According to the researchers, more and more farmers are pumping groundwater in the Southwest. The use of both surface water and groundwater is critical to agriculture in the EBID and the Hatch area, and virtually all river-connected irrigation projects throughout the world.
“We wanted to look at quantifying impacts of using both surface water and groundwater,” Fuchs said, adding, “We wanted to look at the ability of the groundwater system, which we consider to be particularly vulnerable to drought given its limited groundwater resources, to rebound from a stress during the longer-term prolonged droughts, and we wanted to develop some of the metrics for groundwater resilience.”
Fuchs also explained that he and the researchers looked at shallow aquifer storage changes in the groundwater system because the surface water and a potential for aquifer recharge comes back each year in varying degrees.
“Surface water has a residence time that is short, and we are dependent on surface water that mainly originates mostly as annual snowpack and spring snowmelt. The groundwater residence time is typically much longer, and the process of aquifer recharge where we have replenishment of groundwater in storage can take many years, if not decades.

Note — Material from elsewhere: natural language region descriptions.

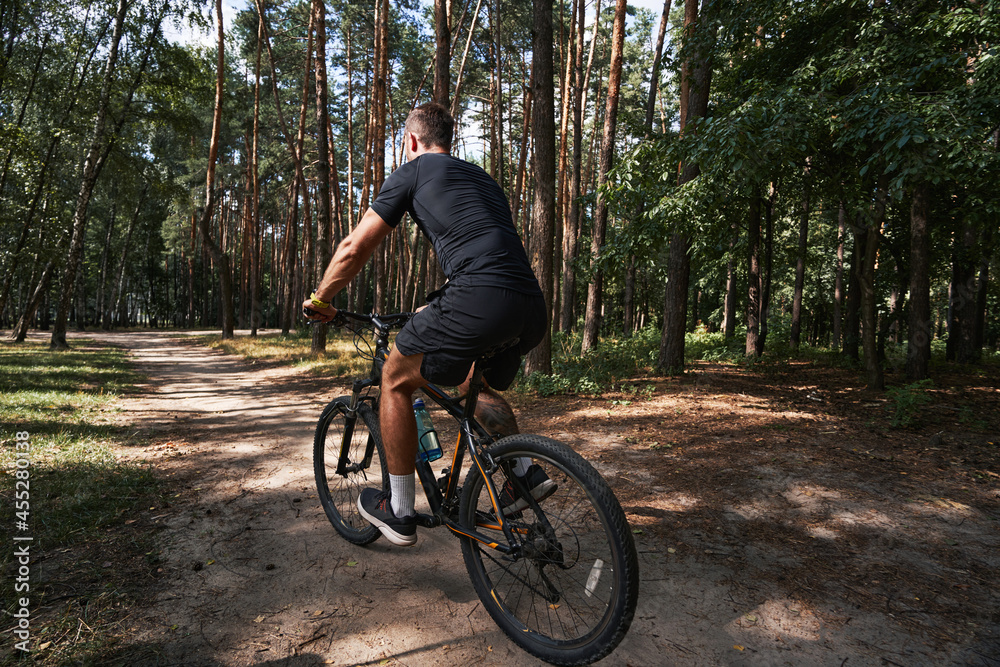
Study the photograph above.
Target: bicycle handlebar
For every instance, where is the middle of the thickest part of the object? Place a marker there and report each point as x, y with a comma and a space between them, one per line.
394, 320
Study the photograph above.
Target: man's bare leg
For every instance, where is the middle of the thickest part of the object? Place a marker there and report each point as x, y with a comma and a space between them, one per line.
400, 378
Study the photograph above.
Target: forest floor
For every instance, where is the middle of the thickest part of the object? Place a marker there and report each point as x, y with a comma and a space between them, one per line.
779, 520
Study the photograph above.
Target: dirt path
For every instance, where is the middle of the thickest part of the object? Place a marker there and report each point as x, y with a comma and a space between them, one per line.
253, 573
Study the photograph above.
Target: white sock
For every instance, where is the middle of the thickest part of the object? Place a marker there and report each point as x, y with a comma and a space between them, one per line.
403, 489
521, 466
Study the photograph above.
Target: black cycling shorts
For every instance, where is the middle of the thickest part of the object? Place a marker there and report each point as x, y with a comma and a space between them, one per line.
462, 322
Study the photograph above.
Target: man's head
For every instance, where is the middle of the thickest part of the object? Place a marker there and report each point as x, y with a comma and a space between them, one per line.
432, 125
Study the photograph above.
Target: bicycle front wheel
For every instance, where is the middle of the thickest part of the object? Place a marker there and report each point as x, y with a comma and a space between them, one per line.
352, 443
569, 596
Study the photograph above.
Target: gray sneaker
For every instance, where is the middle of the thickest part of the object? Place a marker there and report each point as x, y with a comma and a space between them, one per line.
375, 506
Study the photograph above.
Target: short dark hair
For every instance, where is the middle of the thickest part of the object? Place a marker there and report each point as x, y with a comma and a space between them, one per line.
433, 124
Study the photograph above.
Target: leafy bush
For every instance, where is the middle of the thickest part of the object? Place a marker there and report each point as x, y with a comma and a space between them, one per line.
907, 400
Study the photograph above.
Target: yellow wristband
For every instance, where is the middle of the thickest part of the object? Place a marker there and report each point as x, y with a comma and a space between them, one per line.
319, 303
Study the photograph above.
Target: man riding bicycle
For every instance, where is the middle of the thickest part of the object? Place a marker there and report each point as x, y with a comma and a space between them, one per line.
491, 298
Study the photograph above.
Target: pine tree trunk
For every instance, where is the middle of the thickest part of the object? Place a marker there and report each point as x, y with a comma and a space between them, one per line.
800, 272
571, 235
323, 208
219, 256
91, 170
753, 277
838, 288
852, 318
696, 78
442, 54
729, 307
869, 310
964, 295
595, 290
543, 212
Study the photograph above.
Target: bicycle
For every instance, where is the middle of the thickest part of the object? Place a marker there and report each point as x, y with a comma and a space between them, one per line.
559, 575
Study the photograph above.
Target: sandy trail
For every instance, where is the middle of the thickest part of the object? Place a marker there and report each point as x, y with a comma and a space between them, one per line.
253, 572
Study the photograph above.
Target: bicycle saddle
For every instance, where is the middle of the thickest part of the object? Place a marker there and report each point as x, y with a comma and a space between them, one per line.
497, 349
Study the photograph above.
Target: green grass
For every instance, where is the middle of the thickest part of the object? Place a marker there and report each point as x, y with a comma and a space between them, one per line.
82, 493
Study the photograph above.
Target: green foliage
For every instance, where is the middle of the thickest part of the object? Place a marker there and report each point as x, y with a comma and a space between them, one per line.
907, 400
612, 360
82, 493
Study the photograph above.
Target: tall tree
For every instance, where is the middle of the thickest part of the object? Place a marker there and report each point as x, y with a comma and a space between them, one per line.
219, 256
921, 327
442, 52
543, 209
92, 164
324, 220
595, 289
696, 76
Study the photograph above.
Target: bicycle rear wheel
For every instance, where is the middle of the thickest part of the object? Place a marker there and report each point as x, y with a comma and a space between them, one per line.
570, 596
358, 436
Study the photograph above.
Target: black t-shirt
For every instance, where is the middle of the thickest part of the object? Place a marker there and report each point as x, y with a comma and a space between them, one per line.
465, 214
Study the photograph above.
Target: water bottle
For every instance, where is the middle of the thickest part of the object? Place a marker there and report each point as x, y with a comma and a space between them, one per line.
428, 447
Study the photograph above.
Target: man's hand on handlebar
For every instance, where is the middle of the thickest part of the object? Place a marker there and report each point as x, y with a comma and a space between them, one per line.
314, 313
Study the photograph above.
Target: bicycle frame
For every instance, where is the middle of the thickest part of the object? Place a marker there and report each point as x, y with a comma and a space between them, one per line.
472, 437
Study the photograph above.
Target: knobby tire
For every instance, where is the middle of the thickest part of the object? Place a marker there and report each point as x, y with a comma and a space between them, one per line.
571, 597
339, 493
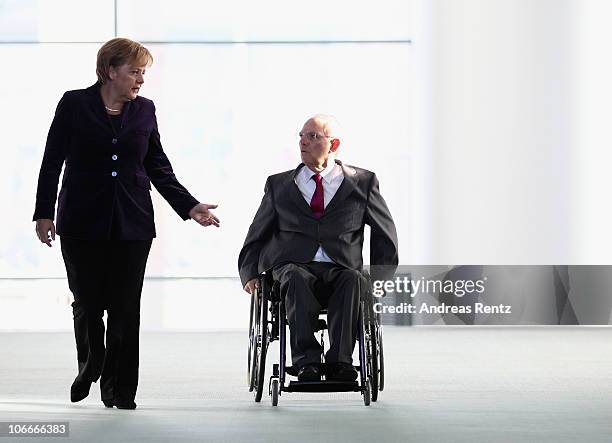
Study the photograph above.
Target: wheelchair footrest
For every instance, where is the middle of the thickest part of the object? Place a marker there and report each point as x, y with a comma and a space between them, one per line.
322, 386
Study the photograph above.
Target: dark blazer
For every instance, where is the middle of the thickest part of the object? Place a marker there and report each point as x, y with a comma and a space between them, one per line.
108, 174
284, 229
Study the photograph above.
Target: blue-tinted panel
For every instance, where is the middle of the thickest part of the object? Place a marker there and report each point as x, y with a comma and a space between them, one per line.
267, 20
56, 20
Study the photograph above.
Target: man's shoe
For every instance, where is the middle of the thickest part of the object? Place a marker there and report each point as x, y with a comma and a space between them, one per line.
341, 372
79, 390
309, 373
125, 404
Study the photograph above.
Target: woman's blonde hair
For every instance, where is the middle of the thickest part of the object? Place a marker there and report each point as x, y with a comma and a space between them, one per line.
119, 51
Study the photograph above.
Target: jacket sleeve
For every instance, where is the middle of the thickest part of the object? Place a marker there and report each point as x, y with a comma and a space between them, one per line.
260, 232
162, 176
383, 236
53, 160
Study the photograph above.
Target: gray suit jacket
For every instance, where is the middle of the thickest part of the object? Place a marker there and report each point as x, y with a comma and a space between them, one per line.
284, 229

So, we looked at shallow groundwater storage changes as a metric for groundwater resilience,” he said.
The research team found a very strong correlation between the annual amount of groundwater extraction for irrigation and the annual availability of surface water.
“When we have more surface water, farmers extract less groundwater, and when we have less surface water, they extract more ground water. This by itself isn’t at all surprising, and is in keeping with conjunctive water resource use as it has occurred historically in this area. What is interesting is that it’s almost a one-to-one ratio,” King said.
The researchers also found that in the Rincon Valley, when there is additional surface water available for release, there is an increase in storage of the shallow alluvium aquifer within the year that the additional surface water is made available, which is attributable to recharge of the shallow alluvium.
When there is a decrease in available surface water, there is a decline in storage in the aquifer within the year the decrease occurs. All recharge and when and how much it occurs, depends on flows in the Rio Grande and the diversion of that water for irrigation within the EBID.
The researchers created a metric to evaluate dependence on groundwater over time as a potential indicator of groundwater stress and, therefore, resilience.
“We developed a metric for water use called the GSRA, which is the groundwater: surface water ratio of application. The basic premise is that when we have more groundwater extraction than surface water diversion over time, we are going to see a decrease in groundwater storage. When we have less groundwater extraction relative to surface water use over time, then we will see less declines in the aquifer,” Carroll said.
He added, “This metric can be used by farmers on an on-farm basis, water policymakers and water managers alike to make more informed choices about groundwater resilience and sustainability of water in aquifer storage.”